Aborder la question de la liberté nécessiterait un très long développement historique et politique. Pour l’heure nous nous contenterons d’en esquisser les enjeux à l’école. La réflexion est d’autant plus complexe que nous vivons, en principe, et depuis plus de deux siècles, sous le régime de la liberté, individuelle et collective. Or, pendant tout ce temps la liberté fut sous contrôle et soumise à des dérogations. Longtemps exclusive, réservée à des privilégiés, elle aurait acquis, en France, aux dires du président de la République, ses lettres de noblesse sous la Troisième République. N’en déplaise aux autorités, la réalité historique est tout autre. La hiérarchie, entre les citoyens et ceux qui ne l’étaient pas, a créé une disparité notable entre les hommes réellement libres et les autres : étrangers, femmes, colonisés, lesquels longtemps sont restés à l’écart du droit commun. La séparation entre l’Église et l’État, la loi de 1905, est, de ce point de vue, bien loin d’avoir résolu les contradictions. En effet, la loi commune, malgré les références incessantes aux valeurs républicaines, a beaucoup tardé à s’appliquer. À l’inverse, la tradition, l’habitude et les multiples dérogations du droit, l’abîme qui souvent sépare le principe et le fait, se sont largement imposées.

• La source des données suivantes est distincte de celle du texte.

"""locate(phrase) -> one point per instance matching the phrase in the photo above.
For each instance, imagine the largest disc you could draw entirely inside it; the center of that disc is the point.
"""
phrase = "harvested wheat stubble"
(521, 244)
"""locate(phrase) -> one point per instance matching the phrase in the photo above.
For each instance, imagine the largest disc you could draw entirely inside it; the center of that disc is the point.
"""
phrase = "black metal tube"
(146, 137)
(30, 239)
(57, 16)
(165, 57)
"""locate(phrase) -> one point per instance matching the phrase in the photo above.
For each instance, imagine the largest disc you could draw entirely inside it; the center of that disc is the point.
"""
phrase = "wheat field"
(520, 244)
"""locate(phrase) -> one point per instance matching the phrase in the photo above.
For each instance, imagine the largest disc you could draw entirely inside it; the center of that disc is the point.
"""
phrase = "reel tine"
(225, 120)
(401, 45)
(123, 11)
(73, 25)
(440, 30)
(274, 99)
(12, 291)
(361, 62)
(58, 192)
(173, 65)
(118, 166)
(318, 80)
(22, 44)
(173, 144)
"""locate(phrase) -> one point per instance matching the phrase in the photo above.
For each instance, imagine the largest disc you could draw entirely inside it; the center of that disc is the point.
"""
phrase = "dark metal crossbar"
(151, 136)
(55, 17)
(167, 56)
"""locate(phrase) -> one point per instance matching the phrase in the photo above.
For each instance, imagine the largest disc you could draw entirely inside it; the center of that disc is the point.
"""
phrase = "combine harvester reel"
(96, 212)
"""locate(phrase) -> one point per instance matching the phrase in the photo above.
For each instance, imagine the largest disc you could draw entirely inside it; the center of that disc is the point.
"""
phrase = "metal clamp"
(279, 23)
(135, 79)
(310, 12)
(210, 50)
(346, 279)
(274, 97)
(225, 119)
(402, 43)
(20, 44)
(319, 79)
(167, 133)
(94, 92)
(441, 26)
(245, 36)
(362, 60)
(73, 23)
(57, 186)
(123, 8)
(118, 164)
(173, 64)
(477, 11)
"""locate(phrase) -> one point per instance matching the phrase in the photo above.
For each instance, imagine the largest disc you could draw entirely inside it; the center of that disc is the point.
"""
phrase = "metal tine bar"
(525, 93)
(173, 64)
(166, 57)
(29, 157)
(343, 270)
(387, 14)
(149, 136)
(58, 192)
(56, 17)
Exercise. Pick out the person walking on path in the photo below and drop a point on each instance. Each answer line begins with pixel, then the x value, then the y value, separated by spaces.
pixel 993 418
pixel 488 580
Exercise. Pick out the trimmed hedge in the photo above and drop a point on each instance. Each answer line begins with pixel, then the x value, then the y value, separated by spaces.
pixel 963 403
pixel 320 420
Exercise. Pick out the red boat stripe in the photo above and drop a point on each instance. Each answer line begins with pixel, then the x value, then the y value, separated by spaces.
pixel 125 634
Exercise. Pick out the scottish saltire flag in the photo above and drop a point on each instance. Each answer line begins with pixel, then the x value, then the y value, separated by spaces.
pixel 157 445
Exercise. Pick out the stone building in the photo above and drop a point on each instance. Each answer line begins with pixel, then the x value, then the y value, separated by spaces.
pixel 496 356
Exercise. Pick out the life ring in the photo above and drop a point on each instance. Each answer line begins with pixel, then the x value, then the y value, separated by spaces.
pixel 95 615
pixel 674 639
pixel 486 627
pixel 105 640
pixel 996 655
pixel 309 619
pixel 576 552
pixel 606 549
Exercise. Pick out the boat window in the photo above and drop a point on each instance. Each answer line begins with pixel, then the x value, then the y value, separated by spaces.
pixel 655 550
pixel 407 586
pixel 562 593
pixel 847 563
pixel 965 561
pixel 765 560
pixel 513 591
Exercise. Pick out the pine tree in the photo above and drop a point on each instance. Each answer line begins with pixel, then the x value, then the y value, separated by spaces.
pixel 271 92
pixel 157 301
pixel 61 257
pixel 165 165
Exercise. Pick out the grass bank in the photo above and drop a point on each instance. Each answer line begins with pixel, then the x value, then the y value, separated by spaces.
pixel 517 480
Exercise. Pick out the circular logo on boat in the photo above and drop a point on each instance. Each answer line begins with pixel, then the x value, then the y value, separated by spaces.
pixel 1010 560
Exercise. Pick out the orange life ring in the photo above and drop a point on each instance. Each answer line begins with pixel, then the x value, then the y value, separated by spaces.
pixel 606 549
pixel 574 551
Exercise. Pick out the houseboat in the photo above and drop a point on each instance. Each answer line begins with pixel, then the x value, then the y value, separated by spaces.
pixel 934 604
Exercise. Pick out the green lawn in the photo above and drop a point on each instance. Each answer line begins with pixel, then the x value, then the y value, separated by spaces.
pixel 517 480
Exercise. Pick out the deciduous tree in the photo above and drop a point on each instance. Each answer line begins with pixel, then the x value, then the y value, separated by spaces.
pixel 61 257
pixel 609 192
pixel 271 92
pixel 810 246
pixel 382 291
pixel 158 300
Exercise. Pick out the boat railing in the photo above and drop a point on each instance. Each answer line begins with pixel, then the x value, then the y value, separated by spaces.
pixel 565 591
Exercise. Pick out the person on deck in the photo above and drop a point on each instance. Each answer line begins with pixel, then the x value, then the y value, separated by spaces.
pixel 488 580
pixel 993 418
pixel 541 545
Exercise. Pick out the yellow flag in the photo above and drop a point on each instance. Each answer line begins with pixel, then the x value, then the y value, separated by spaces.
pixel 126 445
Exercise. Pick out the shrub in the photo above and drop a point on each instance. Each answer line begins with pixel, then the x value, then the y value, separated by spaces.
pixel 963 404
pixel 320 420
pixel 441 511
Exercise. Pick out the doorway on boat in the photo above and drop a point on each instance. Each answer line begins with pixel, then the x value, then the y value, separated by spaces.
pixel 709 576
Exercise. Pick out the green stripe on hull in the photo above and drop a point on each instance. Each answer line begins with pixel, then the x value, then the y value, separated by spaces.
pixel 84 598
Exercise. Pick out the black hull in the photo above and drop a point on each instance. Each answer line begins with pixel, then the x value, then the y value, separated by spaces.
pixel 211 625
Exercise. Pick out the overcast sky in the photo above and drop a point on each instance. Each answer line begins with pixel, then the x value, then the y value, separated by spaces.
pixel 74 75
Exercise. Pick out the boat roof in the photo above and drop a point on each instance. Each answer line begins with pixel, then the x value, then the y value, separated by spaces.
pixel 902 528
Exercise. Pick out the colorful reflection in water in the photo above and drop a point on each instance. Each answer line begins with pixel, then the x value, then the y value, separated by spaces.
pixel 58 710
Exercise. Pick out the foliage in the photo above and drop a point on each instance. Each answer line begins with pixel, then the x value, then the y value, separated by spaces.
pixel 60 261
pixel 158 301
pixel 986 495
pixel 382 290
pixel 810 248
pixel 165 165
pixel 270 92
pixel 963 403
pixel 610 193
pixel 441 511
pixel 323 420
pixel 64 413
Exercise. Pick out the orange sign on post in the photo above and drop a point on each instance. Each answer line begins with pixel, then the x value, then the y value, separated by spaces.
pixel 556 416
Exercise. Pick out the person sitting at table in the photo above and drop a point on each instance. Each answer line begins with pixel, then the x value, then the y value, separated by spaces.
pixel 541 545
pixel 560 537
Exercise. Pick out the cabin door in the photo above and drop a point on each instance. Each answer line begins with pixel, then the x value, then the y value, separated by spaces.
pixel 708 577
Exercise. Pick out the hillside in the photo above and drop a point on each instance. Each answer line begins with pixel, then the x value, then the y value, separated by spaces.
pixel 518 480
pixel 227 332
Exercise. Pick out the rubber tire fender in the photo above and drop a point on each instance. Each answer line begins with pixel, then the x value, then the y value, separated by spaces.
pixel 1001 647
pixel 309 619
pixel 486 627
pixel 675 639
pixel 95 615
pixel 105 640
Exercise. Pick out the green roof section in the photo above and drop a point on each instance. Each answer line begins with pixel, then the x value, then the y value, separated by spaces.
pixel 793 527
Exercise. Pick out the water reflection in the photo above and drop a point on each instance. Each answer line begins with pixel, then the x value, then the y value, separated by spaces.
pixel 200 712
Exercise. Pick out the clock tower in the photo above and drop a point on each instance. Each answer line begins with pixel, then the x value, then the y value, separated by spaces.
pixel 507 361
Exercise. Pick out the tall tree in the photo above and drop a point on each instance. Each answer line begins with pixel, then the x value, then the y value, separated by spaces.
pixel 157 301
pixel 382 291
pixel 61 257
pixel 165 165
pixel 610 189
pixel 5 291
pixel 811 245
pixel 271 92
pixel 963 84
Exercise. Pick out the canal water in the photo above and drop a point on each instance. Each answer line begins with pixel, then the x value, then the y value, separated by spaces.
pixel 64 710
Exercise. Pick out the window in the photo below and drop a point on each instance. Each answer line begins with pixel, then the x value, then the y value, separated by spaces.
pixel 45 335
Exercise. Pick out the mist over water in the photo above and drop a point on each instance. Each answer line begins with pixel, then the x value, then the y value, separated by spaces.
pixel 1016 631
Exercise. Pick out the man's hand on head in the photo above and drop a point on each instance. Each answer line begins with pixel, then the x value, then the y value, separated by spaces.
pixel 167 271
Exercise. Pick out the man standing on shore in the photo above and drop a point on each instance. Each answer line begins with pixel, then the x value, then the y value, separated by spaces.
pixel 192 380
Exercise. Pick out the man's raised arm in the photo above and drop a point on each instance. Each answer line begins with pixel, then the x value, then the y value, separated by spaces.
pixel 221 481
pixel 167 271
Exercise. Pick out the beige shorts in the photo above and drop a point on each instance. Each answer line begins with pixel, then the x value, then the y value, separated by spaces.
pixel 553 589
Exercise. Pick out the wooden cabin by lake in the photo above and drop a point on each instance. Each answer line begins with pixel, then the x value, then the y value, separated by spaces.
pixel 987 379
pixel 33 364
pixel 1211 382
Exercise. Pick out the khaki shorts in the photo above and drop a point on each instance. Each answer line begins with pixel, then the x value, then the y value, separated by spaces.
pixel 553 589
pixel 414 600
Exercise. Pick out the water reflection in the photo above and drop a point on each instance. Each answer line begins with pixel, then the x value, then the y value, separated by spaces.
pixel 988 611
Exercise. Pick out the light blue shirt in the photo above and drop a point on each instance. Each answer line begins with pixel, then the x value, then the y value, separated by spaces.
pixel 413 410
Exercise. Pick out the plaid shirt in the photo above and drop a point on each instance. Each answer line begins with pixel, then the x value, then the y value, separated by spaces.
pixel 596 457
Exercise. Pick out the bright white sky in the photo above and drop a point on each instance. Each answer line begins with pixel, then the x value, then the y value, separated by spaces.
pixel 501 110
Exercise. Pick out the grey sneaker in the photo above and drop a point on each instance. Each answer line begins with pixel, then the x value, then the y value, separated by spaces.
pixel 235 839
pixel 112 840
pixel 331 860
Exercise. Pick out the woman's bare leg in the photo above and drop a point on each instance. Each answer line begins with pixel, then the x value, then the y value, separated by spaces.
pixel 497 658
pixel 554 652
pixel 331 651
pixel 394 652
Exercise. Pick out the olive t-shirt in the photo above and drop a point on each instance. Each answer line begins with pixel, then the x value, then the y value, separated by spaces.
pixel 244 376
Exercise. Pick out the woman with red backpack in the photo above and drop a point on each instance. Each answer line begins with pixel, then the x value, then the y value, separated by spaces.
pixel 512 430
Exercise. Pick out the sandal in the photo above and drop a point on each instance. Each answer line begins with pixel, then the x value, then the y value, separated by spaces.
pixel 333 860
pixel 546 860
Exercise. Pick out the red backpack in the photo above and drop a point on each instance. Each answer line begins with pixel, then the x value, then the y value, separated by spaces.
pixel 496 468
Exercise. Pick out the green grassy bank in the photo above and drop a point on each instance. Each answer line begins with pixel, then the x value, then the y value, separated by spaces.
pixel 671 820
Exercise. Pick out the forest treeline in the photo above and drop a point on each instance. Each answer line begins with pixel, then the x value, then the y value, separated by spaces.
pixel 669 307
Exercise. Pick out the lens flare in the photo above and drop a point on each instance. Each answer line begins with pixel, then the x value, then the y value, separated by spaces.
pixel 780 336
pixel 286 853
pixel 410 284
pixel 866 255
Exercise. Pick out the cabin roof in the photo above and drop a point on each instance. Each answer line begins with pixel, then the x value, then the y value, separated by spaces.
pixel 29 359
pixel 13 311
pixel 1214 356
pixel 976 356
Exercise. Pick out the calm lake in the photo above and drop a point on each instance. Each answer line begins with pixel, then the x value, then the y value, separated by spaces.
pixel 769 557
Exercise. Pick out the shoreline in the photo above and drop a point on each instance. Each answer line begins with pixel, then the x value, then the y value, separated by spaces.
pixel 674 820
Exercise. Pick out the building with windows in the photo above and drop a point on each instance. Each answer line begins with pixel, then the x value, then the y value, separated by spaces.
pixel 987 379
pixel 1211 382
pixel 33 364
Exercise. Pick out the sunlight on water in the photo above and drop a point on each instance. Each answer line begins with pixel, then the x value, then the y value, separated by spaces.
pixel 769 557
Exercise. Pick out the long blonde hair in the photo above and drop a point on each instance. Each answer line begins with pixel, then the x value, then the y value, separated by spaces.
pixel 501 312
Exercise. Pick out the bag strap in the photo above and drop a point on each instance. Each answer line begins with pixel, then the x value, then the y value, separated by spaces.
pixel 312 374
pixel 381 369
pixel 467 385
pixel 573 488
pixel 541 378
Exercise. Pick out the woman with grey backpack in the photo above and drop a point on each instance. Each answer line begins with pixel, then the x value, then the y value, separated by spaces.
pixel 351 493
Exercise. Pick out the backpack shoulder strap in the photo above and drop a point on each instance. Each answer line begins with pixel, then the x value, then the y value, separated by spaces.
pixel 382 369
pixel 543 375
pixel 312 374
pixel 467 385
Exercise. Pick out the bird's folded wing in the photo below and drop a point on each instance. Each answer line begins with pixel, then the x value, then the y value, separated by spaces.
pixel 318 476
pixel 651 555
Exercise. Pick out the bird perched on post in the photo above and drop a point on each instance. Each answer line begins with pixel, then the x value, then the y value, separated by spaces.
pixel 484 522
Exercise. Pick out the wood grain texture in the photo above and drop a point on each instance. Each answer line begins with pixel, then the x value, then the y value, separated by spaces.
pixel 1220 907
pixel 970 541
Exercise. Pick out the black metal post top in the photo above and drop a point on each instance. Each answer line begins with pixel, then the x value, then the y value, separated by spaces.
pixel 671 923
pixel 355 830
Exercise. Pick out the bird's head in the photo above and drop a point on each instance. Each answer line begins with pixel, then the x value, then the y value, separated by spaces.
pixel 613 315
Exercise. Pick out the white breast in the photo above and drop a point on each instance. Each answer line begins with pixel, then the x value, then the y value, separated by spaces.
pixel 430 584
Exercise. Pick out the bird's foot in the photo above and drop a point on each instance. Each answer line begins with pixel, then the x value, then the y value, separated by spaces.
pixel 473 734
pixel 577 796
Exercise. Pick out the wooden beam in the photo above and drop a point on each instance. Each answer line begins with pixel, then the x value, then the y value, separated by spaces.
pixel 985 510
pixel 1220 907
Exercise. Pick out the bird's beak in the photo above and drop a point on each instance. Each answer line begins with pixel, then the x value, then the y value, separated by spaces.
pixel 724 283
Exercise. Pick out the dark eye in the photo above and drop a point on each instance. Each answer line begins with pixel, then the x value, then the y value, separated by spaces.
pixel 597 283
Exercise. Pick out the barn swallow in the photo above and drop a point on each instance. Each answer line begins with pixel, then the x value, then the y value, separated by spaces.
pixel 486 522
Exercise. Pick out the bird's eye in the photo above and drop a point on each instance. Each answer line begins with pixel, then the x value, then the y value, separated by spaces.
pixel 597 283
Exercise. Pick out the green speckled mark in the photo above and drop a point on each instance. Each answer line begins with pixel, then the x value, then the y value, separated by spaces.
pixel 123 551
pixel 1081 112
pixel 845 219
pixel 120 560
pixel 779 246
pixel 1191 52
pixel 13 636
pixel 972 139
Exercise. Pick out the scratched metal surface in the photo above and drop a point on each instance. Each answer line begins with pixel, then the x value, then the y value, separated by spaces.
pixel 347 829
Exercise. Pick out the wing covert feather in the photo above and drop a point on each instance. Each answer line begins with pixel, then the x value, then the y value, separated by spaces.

Devant la loi, l’égalité est proclamée : liberté d’expression, liberté de conscience, liberté de presse et bien d’autres libertés se sont déployées dans l’espace public. Mais, accaparée par les publicitaires en tous genres, dévoyée par les dominants néolibéraux, la liberté a abouti à son contraire. Violence libérée, insultes déversées, calomnies partagées, mais aussi liberté d’exploiter l’autre, liberté de harceler, liberté d’aliéner par tous les moyens offerts par une société qui a voulu confondre émancipation et liberté de se soumettre jusqu’à la sacralisation du gain et du profit.

Dans cet espace marchand quelle est aujourd’hui la place de l’école ? Comment la liberté d’expression, l’apprentissage de la connaissance, le doute, le questionnement peuvent-ils encore avoir droit de cité dans ces lieux de plus en plus privatisés, ouverts au marchandage, où les élèves ne sont plus des écoliers en apprentissage mais des usagers, sous l’œil sceptique de parents, parfois suspicieux, de plus en plus intrusifs ?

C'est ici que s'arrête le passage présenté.